Baber Johansen

Baber Johansen

Research Professor of Islamic Studies
Baber Johansen

Education

  • PhD, Habilitation in Islamic Studies, Freie Universität Berlin

Profile

Baber Johansen was appointed Professor of Islamic Religious Studies at Harvard Divinity School in 2005. He became Harvard Divinity School Research Professor of Islamic Studies in 2020.

Before coming to HDS, Johansen served as Directeur d'études at the Ecole des Hautes Etudes en Sciences Sociales (Centre d'étude des normes juridiques), Paris (1995-2005), and Professor for Islamic Studies at the Freie Universität Berlin (1972-1995). In 2006 he was appointed an affiliated professor at Harvard Law School and acting director of its Islamic Legal Studies Program for 2006 to 2010. In 2007 he was affiliated with the Department of Near Eastern Languages and Civilizations, and from July 2010 to June 2013, he was the director of the Center for Middle Eastern Studies. He is also a faculty associate of Harvard's Weatherhead Center for International Affairs and a member of its Executive Committee.

His research and teaching focus on the relationship between religion and law in the classical and the modern Muslim world. His book Muhammad Husain Haikal Europa und der Orient im Weltbild eines ägyptischen Liberalen (1967), translated into Arabic in Abu Dhabi in 2010, examines twentieth-century liberal interpretations of Islam; Islam und Staat (1982) looks at modern Muslim debates on state models; and Islamic Law on Land Tax and Rent (1988) considers long-term changes in classical and postclassical legal doctrine. Contingency in a Sacred Law: Legal and Ethical Norms in the Muslim Fiqh (1999) focuses on law, social practice, and ethics in Islam.

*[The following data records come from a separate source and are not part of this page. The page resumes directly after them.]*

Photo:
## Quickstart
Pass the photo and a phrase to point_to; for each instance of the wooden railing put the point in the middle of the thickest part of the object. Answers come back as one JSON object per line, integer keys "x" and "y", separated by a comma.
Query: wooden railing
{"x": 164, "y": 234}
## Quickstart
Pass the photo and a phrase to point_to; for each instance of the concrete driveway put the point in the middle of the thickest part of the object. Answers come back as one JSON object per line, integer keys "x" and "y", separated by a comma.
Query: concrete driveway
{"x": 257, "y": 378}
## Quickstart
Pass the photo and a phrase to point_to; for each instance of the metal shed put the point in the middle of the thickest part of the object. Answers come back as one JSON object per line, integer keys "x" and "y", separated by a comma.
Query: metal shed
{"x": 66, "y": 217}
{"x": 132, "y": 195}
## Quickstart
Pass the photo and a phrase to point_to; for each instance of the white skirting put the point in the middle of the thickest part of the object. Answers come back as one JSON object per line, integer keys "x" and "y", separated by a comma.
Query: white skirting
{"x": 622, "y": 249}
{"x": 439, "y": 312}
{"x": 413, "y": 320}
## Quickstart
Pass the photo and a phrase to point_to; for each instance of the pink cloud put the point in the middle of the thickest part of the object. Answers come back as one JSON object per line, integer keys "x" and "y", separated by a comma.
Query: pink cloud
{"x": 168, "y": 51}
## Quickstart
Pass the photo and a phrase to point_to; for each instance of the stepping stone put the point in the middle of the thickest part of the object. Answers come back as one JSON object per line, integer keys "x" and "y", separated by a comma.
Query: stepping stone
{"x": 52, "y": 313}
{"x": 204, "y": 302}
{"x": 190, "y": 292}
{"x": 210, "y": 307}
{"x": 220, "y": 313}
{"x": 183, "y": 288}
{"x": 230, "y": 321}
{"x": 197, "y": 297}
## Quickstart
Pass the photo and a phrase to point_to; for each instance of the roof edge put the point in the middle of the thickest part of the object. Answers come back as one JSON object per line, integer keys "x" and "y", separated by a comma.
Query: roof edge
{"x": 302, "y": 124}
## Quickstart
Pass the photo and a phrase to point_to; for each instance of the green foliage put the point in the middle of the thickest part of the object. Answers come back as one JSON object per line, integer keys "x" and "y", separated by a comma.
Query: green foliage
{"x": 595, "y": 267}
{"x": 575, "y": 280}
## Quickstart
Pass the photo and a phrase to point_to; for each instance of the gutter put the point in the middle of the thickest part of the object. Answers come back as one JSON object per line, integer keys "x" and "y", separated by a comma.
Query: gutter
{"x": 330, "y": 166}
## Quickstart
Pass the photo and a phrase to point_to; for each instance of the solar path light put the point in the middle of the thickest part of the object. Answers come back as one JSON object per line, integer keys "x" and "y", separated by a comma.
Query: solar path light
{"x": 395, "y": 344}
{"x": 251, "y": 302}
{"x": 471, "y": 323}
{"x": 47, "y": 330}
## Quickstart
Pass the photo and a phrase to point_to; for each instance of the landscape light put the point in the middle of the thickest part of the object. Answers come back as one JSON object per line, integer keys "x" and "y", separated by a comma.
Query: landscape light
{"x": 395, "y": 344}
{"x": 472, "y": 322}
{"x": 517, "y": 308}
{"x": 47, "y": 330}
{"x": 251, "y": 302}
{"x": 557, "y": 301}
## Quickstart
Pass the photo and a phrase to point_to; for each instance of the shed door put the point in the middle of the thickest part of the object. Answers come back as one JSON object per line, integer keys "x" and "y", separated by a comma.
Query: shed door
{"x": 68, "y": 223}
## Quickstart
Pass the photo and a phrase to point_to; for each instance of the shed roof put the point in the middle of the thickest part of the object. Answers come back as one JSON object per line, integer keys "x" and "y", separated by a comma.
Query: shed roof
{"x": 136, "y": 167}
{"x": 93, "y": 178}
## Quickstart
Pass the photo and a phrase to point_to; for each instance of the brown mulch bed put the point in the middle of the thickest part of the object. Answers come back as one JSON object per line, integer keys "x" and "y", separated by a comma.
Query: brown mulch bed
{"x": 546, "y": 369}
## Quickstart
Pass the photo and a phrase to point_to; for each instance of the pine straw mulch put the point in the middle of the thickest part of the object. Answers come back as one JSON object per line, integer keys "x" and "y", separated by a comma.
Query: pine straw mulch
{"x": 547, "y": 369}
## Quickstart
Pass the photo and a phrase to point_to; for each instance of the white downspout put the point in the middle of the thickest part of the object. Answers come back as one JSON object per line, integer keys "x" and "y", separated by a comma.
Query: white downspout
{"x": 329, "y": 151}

Johansen was invited to the University of Ca’ Foscari in Venice to teach for a month (April-May 1996) as a visiting professor. He was invited by the Institut du Monde Arabe (The Arab World Institute, Paris) for a series of lectures in 1995 for La Chaire de l’IMA. He was an Individual Resident at the Rockefeller Foundation Bellagio Center in July 1999. He was invited by Harvard University as an H.A.R. Gibbs Scholar in April 1998 and delivered three lectures.

Johansen was twice elected a member of the School of Historical Studies, Institute for Advanced Study, Princeton, and has been a visiting professor at the Watson Institute (Providence) and Harvard University. He is one of the three executive editors of Islamic Law and Society, and has served as area editor for Islamic Law in the Oxford Encyclopedia of Legal History (2009) and as adviser for the Encyclopedia of Law and Society (Sage, 2009).